Le grupo Teatro da Vertigem…. Antonio Araujo
Entretien réalisé et et traduit par Jean-Jacques Mutin
Avignon, juillet 2013.


Jean-Jacques Mutin : Le « Grupo Teatro da Vertigem » (« Groupe Théâtre du Vertige »), est un des plus remarqués dans la crétaion contemporaine au Brésil. Pouvez-vous dire comment, historiquement, il s´est constitué ?
Antonio Araujo : Nous avons commencé non pas comme un groupe de théâtre mais comme un groupe de recherche formé par des étudiants qui avaient fini leurs études de théâtre à la ECA (Escola de Communication et Arts) de l´ Université de São Paulo. Notre objectif était de faire une étude théorique et pratique de la physique classique (textes de Galilée, Newton…) appliquée au mouvement expressif de l´acteur. Le thème nous paraisssait aride à cause des textes étudiés, nous avons donc dû choisir un dispositif pour expérimenter ces concepts et ce dispositif a été : « la perte du paradis et des mythes dans la question de la création du monde ».

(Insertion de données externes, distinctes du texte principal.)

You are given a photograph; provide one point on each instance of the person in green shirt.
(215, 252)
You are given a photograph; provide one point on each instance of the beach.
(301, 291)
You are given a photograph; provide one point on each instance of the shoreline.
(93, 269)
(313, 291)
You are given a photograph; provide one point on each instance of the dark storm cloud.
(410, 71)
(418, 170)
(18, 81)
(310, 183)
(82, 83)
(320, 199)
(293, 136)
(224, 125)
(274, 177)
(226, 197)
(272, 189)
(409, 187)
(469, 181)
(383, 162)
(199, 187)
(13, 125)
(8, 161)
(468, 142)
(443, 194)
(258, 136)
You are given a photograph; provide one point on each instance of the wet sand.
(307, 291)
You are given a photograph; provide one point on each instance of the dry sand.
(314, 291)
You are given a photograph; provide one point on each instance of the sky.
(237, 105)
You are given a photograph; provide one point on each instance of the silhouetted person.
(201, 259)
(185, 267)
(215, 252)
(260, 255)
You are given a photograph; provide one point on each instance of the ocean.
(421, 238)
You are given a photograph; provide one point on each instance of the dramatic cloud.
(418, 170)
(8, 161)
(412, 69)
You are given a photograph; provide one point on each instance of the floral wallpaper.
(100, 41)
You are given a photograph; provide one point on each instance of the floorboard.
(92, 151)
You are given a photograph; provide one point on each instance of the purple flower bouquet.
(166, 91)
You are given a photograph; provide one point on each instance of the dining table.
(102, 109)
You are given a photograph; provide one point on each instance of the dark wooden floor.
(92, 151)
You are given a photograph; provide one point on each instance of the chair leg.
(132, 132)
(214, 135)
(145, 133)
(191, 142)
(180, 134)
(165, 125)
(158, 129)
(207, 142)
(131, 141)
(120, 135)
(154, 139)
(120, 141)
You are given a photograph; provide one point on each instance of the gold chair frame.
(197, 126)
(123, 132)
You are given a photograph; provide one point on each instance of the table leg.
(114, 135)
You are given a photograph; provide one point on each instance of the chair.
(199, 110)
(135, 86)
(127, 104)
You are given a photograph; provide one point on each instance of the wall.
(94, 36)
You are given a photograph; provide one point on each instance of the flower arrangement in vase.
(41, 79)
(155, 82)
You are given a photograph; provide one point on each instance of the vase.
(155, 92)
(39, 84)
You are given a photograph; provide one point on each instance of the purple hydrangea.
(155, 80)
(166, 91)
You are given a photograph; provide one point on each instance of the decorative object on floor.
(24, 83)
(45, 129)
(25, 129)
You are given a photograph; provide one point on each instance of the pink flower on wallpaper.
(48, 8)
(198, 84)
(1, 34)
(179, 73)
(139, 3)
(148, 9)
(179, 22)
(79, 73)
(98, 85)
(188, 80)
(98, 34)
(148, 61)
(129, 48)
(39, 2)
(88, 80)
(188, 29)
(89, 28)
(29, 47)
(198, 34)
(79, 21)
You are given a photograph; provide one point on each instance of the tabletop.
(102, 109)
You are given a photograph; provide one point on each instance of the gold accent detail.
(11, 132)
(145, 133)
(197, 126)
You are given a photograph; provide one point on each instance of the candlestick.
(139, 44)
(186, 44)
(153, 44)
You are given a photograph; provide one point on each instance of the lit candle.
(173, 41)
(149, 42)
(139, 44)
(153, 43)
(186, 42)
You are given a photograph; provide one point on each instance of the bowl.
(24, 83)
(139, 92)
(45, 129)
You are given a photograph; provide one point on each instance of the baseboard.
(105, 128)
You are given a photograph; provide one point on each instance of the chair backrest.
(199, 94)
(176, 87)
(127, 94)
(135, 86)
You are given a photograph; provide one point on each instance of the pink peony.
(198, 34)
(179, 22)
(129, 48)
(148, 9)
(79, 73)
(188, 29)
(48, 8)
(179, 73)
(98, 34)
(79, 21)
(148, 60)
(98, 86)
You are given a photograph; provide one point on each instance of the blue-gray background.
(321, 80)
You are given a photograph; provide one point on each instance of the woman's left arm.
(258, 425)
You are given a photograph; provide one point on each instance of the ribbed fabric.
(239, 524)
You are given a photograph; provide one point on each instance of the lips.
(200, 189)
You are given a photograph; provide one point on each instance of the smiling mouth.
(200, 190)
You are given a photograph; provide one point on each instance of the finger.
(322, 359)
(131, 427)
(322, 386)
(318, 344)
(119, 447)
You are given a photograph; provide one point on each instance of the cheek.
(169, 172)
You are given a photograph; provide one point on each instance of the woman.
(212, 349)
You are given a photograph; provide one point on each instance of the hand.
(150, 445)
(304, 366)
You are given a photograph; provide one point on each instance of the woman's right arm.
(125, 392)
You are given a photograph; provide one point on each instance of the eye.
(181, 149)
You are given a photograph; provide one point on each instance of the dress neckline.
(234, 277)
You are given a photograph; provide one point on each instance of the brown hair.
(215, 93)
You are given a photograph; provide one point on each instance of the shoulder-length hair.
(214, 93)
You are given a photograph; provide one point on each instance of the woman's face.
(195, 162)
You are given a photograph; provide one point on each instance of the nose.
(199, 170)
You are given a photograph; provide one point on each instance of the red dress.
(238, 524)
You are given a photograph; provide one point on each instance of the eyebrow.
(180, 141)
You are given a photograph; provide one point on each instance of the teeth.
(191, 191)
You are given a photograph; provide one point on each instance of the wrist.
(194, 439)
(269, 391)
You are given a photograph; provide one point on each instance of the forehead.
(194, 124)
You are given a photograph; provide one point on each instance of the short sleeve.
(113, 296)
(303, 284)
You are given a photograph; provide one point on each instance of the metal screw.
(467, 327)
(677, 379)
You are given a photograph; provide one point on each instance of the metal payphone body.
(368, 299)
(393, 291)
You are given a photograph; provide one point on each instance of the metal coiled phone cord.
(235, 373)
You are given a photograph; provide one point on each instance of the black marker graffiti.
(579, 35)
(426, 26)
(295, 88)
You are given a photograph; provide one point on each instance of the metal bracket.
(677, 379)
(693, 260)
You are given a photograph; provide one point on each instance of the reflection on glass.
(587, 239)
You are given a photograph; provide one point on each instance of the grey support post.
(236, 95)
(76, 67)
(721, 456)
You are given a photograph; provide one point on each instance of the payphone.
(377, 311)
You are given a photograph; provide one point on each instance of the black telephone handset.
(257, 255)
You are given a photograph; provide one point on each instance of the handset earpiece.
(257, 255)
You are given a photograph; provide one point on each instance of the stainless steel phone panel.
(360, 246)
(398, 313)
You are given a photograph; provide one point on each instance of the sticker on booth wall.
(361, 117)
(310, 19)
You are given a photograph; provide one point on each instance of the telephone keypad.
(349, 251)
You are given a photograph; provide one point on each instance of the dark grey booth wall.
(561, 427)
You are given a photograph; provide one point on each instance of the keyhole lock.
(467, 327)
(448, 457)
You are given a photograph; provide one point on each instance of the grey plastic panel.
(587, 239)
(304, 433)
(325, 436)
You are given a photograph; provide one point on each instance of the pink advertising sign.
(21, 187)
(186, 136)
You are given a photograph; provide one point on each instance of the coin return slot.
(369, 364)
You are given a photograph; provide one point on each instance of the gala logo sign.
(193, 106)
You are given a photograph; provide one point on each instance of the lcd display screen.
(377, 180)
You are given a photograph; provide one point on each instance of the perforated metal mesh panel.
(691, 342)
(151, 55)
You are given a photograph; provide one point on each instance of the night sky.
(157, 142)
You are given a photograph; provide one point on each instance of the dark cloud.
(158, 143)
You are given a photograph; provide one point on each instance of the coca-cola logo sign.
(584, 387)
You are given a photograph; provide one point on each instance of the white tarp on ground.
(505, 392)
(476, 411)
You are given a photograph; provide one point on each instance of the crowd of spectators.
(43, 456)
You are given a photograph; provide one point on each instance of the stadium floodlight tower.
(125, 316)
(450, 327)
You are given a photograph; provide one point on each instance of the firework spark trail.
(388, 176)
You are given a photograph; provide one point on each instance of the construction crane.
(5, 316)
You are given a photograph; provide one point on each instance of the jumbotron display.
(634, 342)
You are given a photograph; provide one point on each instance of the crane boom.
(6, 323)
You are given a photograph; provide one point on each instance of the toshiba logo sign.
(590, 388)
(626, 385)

Le travail a duré 6 mois et, ensuite, grâce aux improvisations, a commencé à apparaître un matériau intéressant… et, du coup, le désir d´en faire un spectacle, une pièce, en le transformant, mais en continuant la recherche et en la dirigeant vers la création.

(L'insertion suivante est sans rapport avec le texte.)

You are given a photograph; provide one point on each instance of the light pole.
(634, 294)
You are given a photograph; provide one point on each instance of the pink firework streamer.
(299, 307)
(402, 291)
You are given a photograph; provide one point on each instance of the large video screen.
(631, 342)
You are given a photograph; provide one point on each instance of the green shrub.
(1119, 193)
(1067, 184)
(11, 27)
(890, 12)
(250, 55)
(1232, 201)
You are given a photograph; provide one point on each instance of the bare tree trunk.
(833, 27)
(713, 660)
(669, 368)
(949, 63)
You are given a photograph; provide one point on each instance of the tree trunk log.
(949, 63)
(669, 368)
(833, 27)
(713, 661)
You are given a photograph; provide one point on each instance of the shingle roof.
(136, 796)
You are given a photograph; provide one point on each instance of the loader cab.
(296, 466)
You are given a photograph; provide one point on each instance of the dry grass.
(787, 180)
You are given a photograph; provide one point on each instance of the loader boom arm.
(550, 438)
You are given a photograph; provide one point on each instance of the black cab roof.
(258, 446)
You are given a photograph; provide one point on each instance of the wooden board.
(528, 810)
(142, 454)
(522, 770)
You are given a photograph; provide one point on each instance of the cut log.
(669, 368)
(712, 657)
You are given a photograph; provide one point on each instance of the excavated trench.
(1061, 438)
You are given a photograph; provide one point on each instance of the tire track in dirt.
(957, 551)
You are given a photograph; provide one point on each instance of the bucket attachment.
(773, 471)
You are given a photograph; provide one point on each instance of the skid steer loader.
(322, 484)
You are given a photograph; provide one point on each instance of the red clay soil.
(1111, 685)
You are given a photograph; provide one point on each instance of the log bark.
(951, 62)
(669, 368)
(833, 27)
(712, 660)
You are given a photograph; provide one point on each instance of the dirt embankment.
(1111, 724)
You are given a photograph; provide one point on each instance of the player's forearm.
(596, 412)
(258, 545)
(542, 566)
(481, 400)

« Paraiso perdido » (« Paradis perdu »), notre premier spectacle de la « Trilogia Biblica » (« Trilogie biblique »), a été créé en novembre 1992, en 1 an et 2 mois.
Deux semaines avant la première, nous n’avions toujours pas de nom pour notre collectif, qui était tout simplement un “groupe d’étude et de recherche”! Nous avons donc voté à partir des propositions de noms que faisaient les acteurs mais aucun ne nous convenait à tous. Puis une actrice a fait une propostion à partir du « monologue du Vertige », un des moments intenses du spectacle « Paraiso perdido »… Nous nous sommes donc professionnalisés comme « Groupe Théâtre du Vertige ».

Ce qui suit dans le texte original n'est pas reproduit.